Claudio de Lorena, el agua y el ideal clásico de paisaje

Claudio de Lorena, el agua y el ideal clásico de paisaje

Por Julián H. Miranda

Nuestro experto en arte Julián H. Miranda repasa esta semana la vida y sobre todo la obra de Claudio de Lorena, pintor francés establecido en Italia que destaca como uno de los grandes paisajistas clásicos de todos los tiempos

En la historia del paisaje hay algunos nombres que sobresalen en las diferentes escuelas pictóricas del viejo continente. Uno de ellos, sin duda, es Claudio de Lorena (Chamagne, ca 1600- Roma, 1682), uno de los mejores paisajistas del siglo XVII, con encargos de muchas de las monarquías europeas y hombres poderosos de su tiempo como los que tuvo por parte del Conde-duque de Olivares para decorar el palacio del Buen Retiro del rey de España, Felipe IV. Por eso actualmente el Museo Nacional del Prado cuenta con uno de los mejores conjuntos de pinturas salidas de la mano del pintor francés, que pasó la mayor parte de su larga vida en Italia.

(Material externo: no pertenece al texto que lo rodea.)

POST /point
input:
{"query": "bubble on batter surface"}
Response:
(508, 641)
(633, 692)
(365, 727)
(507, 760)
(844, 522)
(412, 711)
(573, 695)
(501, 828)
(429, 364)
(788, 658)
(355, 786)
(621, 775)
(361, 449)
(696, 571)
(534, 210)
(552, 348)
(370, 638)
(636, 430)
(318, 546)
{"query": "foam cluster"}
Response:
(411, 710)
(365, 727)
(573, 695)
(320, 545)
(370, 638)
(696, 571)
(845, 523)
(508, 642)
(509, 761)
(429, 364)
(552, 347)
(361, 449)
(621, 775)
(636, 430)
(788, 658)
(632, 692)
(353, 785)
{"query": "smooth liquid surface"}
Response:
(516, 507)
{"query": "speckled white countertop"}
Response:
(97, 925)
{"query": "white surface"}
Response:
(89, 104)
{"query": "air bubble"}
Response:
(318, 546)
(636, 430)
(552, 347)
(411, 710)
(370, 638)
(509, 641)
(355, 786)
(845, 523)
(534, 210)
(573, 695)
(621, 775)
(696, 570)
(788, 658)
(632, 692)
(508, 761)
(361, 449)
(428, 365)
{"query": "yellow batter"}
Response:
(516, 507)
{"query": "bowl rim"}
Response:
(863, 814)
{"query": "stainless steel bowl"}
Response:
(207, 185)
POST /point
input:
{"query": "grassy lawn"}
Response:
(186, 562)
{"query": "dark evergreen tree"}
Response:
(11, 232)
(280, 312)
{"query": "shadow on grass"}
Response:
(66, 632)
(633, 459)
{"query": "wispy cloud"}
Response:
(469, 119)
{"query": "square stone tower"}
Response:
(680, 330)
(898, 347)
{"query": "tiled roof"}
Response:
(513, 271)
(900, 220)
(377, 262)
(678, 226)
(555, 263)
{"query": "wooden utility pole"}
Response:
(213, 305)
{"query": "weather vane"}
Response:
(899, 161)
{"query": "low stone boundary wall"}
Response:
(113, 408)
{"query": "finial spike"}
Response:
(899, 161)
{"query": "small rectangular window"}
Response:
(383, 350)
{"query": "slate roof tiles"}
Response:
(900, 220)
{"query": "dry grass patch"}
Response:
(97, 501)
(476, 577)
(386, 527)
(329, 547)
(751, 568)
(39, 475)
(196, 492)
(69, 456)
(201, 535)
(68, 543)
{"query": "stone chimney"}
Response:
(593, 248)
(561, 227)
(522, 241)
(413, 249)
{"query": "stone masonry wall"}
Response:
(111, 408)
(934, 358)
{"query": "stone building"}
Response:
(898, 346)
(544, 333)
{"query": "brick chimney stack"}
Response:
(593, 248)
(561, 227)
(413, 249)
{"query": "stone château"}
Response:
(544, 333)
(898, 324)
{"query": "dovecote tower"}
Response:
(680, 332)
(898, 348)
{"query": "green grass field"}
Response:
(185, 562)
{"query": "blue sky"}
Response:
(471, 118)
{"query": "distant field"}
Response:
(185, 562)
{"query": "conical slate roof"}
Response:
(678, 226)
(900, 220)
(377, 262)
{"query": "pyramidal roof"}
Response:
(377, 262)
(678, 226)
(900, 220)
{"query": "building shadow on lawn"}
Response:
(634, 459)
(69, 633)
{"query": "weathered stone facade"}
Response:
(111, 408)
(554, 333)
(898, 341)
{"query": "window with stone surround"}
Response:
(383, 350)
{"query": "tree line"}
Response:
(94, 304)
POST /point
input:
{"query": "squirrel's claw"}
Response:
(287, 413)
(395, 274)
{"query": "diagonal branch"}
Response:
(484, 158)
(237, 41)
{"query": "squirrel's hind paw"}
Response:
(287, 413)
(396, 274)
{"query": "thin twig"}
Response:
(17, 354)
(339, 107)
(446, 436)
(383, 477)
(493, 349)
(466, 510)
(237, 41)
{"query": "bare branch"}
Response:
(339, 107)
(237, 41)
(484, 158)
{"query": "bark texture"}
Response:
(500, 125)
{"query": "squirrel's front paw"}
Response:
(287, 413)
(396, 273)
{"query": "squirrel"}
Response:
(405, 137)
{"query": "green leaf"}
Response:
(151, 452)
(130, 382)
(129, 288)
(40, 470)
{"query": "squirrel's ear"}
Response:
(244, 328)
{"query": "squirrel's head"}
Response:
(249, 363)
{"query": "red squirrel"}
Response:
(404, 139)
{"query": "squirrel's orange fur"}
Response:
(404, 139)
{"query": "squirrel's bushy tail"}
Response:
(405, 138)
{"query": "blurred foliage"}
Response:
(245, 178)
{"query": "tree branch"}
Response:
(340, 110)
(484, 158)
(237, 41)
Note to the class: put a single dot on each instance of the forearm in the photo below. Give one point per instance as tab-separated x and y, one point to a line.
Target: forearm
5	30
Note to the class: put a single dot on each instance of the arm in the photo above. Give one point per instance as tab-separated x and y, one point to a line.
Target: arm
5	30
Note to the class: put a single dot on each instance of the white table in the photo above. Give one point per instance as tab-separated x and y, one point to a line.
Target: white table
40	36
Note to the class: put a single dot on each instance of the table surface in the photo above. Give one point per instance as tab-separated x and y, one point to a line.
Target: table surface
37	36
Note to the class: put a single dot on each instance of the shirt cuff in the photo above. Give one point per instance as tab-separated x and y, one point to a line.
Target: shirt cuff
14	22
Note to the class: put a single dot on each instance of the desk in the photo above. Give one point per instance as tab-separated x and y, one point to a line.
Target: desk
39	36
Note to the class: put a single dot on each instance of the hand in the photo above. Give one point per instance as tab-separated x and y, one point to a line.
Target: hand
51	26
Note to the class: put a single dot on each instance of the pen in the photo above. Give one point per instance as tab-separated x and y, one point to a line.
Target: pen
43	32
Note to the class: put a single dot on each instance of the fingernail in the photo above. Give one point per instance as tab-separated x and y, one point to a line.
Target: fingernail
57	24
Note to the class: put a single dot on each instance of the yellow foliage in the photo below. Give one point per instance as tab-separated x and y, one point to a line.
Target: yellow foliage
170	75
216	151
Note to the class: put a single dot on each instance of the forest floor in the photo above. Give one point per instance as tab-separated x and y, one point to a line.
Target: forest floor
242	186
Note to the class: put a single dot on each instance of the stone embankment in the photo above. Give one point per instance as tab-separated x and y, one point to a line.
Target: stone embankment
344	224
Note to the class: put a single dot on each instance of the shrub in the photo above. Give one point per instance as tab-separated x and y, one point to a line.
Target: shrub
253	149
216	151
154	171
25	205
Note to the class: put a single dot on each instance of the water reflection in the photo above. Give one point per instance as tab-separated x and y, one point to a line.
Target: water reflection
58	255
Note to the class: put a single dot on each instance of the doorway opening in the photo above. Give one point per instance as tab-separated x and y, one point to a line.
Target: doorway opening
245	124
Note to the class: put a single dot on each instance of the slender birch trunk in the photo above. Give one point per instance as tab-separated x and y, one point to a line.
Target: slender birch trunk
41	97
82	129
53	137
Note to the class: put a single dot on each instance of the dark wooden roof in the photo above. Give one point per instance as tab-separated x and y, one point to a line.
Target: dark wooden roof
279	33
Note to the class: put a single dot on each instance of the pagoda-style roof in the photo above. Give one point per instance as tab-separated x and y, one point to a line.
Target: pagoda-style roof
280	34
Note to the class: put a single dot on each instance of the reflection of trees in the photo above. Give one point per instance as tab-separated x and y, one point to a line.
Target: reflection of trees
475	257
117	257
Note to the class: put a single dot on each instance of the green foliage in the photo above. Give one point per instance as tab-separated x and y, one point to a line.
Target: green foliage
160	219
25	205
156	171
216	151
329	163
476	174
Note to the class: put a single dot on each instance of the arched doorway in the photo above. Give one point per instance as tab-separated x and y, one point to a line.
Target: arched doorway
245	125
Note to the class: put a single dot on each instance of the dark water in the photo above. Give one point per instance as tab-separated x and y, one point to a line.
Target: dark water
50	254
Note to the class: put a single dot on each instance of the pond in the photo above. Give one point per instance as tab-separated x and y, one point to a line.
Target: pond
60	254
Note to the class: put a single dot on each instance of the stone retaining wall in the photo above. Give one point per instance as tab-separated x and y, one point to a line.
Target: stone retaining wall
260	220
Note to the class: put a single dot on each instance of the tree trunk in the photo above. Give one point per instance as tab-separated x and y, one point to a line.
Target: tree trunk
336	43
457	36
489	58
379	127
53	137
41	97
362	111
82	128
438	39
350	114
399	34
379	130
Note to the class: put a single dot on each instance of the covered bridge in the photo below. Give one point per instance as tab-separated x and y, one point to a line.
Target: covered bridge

En 1984, Juan José Luna, conservador del Museo del Prado, comisarió una exposición muy importante, Claudio de Lorena y el ideal del paisaje clásico del siglo XVII, que reunía pinturas y esculturas de varios creadores que definieron ese canon artístico del Seicento con su modo de captar la naturaleza. No hay que olvidar que su fuerza compositiva sirvió de inspiración en la escuela francesa de su siglo y del XVIII y guió a artistas como William H. Turner o Corot, entre otros.

Claudio de Lorena. Paisaje con el entierro de Santa Serapia. Hacia 1639. Óleo sobre lienzo, 212 x 145 cm. | Museo Nacional del Prado. Sala 002

Precisamente fue Juan J. Luna – fallecido en 2020 por el Covid y que donó al Museo del Prado casi todos sus bienes- quien se convertiría en muy buen amigo mío y me llevaría unos años después a descubrir cómo Claudio de Lorena desarrolló un nuevo concepto plástico para captar el paisaje, ya fuera por la luz y las estaciones. Y sobre todo me enseñó cómo de su paleta sabía trasladar composiciones equilibradas, armónicas, con una evocación bucólica que nos retrotrae a los versos de Virgilio y a una contemplación de la naturaleza, en un estado cercano a la felicidad. Todo esa plenitud alcanzada del natural, junto a arquitecturas, puertos y masas de árboles en el bosque me suscitó curiosidad. Aprendí mucho con Juan Luna sobre el modo de componer y de introducir las figuras, de estudiar la luz y de crear una atmósfera que despertara la ensoñación del espectador.

Desde muy joven Claudio de Lorena se inclinó por el arte y como hicieron muchos jóvenes pintores se trasladó a Roma y más tarde a Nápoles cuando era poco más que un adolescente. En la Ciudad Eterna conoció al pintor italiano, Agostino Tassi, quien le enseñó la tradición del paisaje lírico, clasicista, siguiendo la estela de algunos creadores de las escuelas del Norte. Lorena le cogió el gusto a pintar escenas panorámicas, representando puertos de mar y barcos. En 1625 regresó a Francia con todo este bagaje plástico pero dos años después volvió a Roma, ciudad en la que trabajó el resto de su trayectoria.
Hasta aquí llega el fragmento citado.